# XlmRobertaBase- Pytorch
This notebook shows how to fine-tune a "xlm roberta base" PyTorch model with AWS Trainium (trn1 instances) using NeuronSDK. The original implementation is provided by HuggingFace.

The example has 2 stages:
1. First compile the model using the utility `neuron_parallel_compile` to compile the model to run on the AWS Trainium device.
1. Run the fine-tuning script to train the model based on the associated task (e.g. mrpc). The training job will use 2 workers with data parallel to speed up the training. If you have a larger instance (trn1.32xlarge) you can increase the worker count to 8 or 32.
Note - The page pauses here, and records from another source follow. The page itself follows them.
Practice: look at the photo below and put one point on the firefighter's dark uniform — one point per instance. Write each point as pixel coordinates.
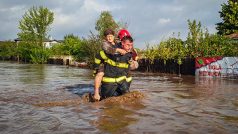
(116, 80)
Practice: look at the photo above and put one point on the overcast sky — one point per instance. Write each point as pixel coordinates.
(150, 21)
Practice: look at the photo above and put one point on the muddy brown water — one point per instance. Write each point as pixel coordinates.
(48, 99)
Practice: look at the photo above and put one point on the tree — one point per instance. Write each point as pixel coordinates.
(105, 21)
(35, 24)
(229, 16)
(195, 35)
(91, 47)
(34, 28)
(7, 49)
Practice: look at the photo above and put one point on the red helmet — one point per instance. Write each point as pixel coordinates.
(122, 33)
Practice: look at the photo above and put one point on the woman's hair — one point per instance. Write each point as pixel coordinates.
(127, 38)
(108, 32)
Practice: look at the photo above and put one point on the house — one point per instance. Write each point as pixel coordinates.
(48, 43)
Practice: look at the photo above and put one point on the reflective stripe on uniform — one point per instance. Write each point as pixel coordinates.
(111, 62)
(114, 80)
(97, 61)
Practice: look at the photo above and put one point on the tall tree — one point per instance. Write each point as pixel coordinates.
(104, 22)
(229, 16)
(195, 35)
(35, 25)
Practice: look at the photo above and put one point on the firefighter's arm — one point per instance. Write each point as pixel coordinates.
(133, 64)
(107, 47)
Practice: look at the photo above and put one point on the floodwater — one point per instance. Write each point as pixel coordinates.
(48, 99)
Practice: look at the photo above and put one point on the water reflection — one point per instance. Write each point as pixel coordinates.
(31, 98)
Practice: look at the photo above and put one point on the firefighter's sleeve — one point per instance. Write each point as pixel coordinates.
(107, 47)
(98, 64)
(133, 65)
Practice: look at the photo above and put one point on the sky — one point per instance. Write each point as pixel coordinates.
(149, 21)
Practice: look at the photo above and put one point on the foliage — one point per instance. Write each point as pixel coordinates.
(229, 16)
(39, 55)
(72, 45)
(151, 53)
(34, 25)
(195, 35)
(91, 47)
(7, 49)
(105, 21)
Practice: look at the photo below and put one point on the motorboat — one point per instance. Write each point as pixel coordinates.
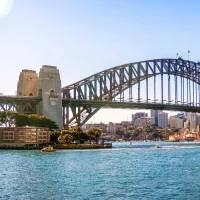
(48, 149)
(158, 146)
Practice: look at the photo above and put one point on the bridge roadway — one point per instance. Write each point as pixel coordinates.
(132, 105)
(13, 100)
(17, 99)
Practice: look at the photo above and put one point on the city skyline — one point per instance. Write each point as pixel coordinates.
(83, 38)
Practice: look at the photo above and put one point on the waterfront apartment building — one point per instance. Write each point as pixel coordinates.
(138, 115)
(24, 135)
(154, 114)
(175, 122)
(163, 120)
(193, 121)
(111, 128)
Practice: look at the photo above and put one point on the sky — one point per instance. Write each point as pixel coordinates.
(84, 37)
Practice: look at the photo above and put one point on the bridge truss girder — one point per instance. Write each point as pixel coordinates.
(107, 85)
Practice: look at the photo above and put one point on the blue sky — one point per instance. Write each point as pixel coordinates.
(83, 37)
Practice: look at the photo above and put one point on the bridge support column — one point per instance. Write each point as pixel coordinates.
(49, 87)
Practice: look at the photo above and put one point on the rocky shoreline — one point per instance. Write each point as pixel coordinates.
(58, 146)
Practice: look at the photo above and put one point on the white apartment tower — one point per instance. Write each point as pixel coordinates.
(163, 120)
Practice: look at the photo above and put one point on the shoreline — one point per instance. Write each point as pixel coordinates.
(58, 147)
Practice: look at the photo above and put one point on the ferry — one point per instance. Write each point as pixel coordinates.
(48, 149)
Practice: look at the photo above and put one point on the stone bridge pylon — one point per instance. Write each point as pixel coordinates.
(47, 86)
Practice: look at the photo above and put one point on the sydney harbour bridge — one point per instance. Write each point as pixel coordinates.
(164, 84)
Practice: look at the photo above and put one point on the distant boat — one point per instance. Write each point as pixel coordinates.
(48, 149)
(190, 137)
(158, 146)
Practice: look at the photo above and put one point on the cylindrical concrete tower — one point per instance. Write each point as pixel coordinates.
(27, 84)
(49, 87)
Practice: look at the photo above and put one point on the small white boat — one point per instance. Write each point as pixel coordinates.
(158, 146)
(48, 149)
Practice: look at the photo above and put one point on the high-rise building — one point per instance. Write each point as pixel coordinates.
(138, 115)
(163, 120)
(193, 121)
(175, 122)
(154, 114)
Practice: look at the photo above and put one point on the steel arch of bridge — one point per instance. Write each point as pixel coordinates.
(81, 100)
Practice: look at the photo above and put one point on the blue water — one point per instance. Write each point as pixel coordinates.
(123, 172)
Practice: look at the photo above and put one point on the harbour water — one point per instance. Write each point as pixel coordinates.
(139, 171)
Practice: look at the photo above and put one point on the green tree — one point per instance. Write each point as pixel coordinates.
(77, 130)
(94, 133)
(68, 138)
(54, 135)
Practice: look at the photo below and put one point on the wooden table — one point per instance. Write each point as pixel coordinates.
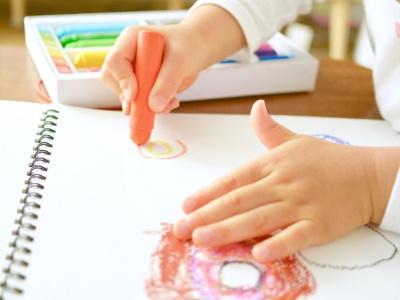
(343, 90)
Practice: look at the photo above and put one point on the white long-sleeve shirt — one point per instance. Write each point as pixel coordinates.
(260, 19)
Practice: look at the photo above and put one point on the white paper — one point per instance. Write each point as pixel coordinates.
(102, 197)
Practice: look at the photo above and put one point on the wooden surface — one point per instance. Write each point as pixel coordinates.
(343, 89)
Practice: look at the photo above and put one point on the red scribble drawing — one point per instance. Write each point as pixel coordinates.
(180, 270)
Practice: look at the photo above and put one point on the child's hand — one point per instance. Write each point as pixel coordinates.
(304, 192)
(207, 36)
(178, 71)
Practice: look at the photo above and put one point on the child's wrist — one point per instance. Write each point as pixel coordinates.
(383, 167)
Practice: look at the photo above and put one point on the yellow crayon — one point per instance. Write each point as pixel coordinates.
(90, 59)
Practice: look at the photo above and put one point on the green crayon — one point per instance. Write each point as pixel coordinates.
(92, 43)
(71, 38)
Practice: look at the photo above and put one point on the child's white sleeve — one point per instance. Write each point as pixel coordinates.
(260, 19)
(383, 19)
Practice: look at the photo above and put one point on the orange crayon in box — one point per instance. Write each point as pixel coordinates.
(149, 55)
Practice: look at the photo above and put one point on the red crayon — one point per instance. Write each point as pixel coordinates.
(149, 55)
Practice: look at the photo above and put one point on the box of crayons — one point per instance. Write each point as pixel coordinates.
(69, 50)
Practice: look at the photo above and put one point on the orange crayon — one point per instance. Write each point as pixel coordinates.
(149, 54)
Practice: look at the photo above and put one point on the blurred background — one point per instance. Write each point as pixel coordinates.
(333, 29)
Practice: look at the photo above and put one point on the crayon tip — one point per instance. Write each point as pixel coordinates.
(140, 136)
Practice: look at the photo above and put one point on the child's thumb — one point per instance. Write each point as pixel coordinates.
(165, 88)
(269, 132)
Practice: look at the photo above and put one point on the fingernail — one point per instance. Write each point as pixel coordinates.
(157, 103)
(182, 229)
(260, 253)
(203, 236)
(124, 107)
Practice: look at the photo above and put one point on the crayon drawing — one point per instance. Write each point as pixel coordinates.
(161, 149)
(180, 270)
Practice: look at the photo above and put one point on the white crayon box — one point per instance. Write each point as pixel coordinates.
(69, 50)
It has been tested and run on a trn1.32xlarge

**Reference:** https://huggingface.co/xlm-roberta-base

## 1) Install dependencies

Verify that this Jupyter notebook is running the Python kernel environment that was set up according to the [PyTorch Installation Guide](https://awsdocs-neuron.readthedocs-hosted.com/en/latest/general/setup/torch-neuronx.html#setup-torch-neuronx). You can select the kernel from the 'Kernel -> Change Kernel' option on the top of this Jupyter notebook page.

In [None]:
%env TOKENIZERS_PARALLELISM=True #Supresses tokenizer warnings making errors easier to detect
#Install Neuron Compiler and Neuron/XLA packages
%pip install -U "protobuf<4" "transformers==4.27.3" datasets scikit-learn evaluate
# use --force-reinstall if you're facing some issues while loading the modules
# now restart the kernel again

In [None]:
# Clone transformers from Gighub
!git clone https://github.com/huggingface/transformers --branch v4.27.3

## 2) Set the parameters

In [None]:
model_name = "xlm-roberta-base"
env_var_options = "XLA_USE_BF16=1 NEURON_CC_FLAGS=\'--model-type=transformer --verbose=info\'"
num_workers = 32
task_name = "mrpc"
batch_size = 16
max_seq_length = 512
learning_rate = 2e-05
num_train_epochs = 100
model_base_name = model_name

## 3) Compile the model with neuron_parallel_compile

In [None]:
import subprocess
print("Compile model")
COMPILE_CMD = f"""{env_var_options} neuron_parallel_compile \
torchrun --nproc_per_node={num_workers} \
transformers/examples/pytorch/text-classification/run_glue.py \
--model_name_or_path {model_name} \
--task_name {task_name} \
--do_train \
--max_seq_length {max_seq_length} \
--per_device_train_batch_size {batch_size} \
--learning_rate {learning_rate} \
--max_train_samples 128 \
--overwrite_output_dir \
--output_dir {model_base_name}-{task_name}-{batch_size}bs"""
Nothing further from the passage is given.